His José is already broken when we meet him, a man trying to retell the story in a way that might justify the unforgivable. As the evening evolves, Zetterholm gradually strips away bravado and self-pity, exposing the banal, terrifying core of his violence. In the climactic confrontations with Carmen, the stage seems to shrink around the two of them; their exchanges are as emotionally raw as anything in traditional Carmen, but reframed so that we can no longer pretend not to see the murder for what it is.

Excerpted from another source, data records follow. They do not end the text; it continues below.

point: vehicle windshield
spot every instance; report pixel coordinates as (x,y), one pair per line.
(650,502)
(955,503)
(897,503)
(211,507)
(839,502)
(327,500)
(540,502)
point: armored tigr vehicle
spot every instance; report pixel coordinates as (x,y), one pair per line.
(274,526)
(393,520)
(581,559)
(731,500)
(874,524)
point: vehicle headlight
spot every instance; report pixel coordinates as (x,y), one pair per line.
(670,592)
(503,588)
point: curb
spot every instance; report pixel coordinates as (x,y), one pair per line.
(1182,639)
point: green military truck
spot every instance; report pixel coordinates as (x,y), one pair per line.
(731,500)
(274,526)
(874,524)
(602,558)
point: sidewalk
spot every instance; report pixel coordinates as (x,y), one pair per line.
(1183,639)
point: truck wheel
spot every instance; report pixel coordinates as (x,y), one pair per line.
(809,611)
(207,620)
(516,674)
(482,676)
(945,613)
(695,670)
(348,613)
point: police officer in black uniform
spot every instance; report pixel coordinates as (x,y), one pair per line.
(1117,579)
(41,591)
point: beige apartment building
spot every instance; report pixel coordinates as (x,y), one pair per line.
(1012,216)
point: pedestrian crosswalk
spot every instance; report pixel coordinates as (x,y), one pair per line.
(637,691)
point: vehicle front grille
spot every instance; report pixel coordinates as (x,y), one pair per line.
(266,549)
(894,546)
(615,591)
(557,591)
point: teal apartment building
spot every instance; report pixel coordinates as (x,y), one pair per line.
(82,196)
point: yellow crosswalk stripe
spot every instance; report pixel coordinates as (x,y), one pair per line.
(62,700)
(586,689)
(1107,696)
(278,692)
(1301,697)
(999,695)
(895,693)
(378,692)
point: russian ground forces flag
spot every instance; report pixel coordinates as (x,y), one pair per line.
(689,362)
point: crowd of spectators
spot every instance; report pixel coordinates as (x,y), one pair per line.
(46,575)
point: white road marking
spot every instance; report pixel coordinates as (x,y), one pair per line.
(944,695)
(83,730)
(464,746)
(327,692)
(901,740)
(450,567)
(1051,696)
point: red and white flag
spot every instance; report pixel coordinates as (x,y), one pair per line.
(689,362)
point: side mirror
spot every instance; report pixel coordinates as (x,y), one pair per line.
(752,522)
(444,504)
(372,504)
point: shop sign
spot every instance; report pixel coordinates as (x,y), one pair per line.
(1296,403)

Stefan Cerny’s Escamillo is a joy – vocally resplendent, theatrically larger-than-life and yet surprisingly nuanced.

His resonant bass cuts easily through the amplified band textures, and he leans into the stylised masculinity of the bullfighter persona with a twinkle that suggests he is slightly amused by his own legend. There is a wonderful moment when the audience joins in a snatch of his big number, turning the Volksoper briefly into a rock concert; it encapsulates one of the production’s central insights, that Carmen’s world has become part of our collective pop-cultural memory. Julia Edtmeier’s double duty as Micaëla and Dancaïro is a feat of versatility. As Micaëla, she captures the character’s traditional warmth and sincerity but gives her more backbone than usual, a woman whose faith and moral compass can coexist with sharp intelligence.

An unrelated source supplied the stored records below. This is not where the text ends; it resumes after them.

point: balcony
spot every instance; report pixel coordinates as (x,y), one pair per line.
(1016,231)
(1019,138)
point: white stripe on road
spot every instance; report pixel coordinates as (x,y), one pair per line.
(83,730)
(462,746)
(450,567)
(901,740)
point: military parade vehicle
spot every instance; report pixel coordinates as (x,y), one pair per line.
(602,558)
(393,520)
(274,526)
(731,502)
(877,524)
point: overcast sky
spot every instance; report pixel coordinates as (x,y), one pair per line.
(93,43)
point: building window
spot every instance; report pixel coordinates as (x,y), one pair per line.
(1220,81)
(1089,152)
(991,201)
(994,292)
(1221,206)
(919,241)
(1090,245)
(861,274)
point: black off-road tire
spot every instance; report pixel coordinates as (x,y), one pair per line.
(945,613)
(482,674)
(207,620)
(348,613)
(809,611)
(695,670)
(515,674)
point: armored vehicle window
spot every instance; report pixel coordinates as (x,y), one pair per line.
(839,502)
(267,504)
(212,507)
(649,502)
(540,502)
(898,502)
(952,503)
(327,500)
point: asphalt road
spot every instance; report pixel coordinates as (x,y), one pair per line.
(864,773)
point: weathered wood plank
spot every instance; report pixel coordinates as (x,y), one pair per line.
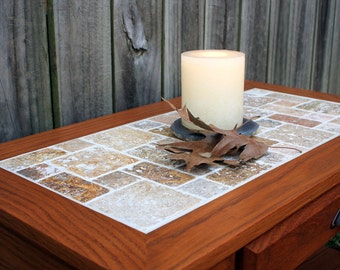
(333,78)
(83,50)
(254,38)
(278,42)
(25,101)
(137,52)
(222,24)
(300,43)
(193,24)
(172,48)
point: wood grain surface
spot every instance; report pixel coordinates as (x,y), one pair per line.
(69,61)
(82,238)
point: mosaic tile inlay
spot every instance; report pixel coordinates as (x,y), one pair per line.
(121,173)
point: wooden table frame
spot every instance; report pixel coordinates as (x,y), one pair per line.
(75,236)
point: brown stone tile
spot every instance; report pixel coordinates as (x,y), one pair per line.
(284,110)
(294,120)
(145,124)
(74,187)
(160,174)
(257,101)
(144,205)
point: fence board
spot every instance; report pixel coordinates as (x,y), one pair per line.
(333,85)
(83,50)
(254,37)
(300,43)
(222,24)
(137,52)
(111,55)
(172,31)
(25,101)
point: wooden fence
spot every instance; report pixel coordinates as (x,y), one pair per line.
(65,61)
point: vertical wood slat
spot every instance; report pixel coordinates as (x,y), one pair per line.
(222,24)
(254,37)
(332,76)
(25,100)
(137,52)
(183,30)
(294,43)
(83,51)
(300,48)
(172,48)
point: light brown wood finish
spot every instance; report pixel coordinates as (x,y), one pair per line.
(305,230)
(203,238)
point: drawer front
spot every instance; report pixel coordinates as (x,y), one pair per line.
(292,241)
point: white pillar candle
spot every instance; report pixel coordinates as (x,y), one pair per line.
(213,85)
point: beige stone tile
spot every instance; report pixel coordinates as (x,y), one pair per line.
(284,110)
(298,135)
(167,118)
(116,179)
(162,175)
(74,187)
(94,162)
(39,171)
(145,124)
(293,98)
(31,158)
(257,101)
(123,137)
(295,120)
(144,205)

As Dancaïro, she switches into a wry, street-wise survivor with seemingly effortless vocal and physical gear-changes. Florian Carove’s Morales, meanwhile, has justifiably been described as irresistibly charismatic: he functions as both participant and commentator, his every gesture and line delivery calibrated to draw the audience deeper into this nocturnal gathering of the ghosts of Carmen. What makes Killing Carmen so refreshing is that its irreverence is grounded in an obvious love for Bizet’s original. Press reactions have highlighted how the piece manages to feel wild and liberated while, paradoxically, staying truer to the spirit of Carmen than many high-concept Regietheater readings.

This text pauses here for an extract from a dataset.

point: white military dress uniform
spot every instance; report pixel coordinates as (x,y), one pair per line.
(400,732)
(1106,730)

Strunk and Schrenk never mock the opera; instead, they listen attentively to its blind spots – above all, the tendency to aestheticise Carmen’s death and to project guilt back onto the victim – and let those blind spots generate new material. Formally, the evening sits somewhere between opera, play with music and concert, but it never feels unsure of its identity. The multilingual text flows organically; surtitles ensure nothing is lost, yet the performers’ commitment is such that you could almost follow the story on body language alone.

Scenes of aching intimacy – Carmen and José replaying their history, Micaëla negotiating her own future, Escamillo confronting what it means to be a legend – are intercut with high-energy ensemble numbers that push the band and cast to exhilarating extremes. By the time the evening reaches its final, quietly devastating image, one senses that something more than a clever sequel has taken place. The creators have used the figure of Carmen to ask larger questions about memory, complicity, storytelling and the ways in which we, as audiences, consume tales of violence against women.

“Every person carries a world within them; when a person is killed, that world dies too,” the Volksoper’s description reminds us, and Killing Carmen makes that loss almost physically tangible. t is no surprise that the premiere drew rapturous applause and that local critics have praised the production’s intelligence, humour and emotional punch. For newcomers, this show is an accessible, thrilling way into the Carmen universe; for seasoned opera lovers, it offers the rare pleasure of hearing a familiar classic with genuinely fresh ears. Far from “killing” Carmen, this inventive Volksoper evening brings her, and the questions she embodies, vividly back to life.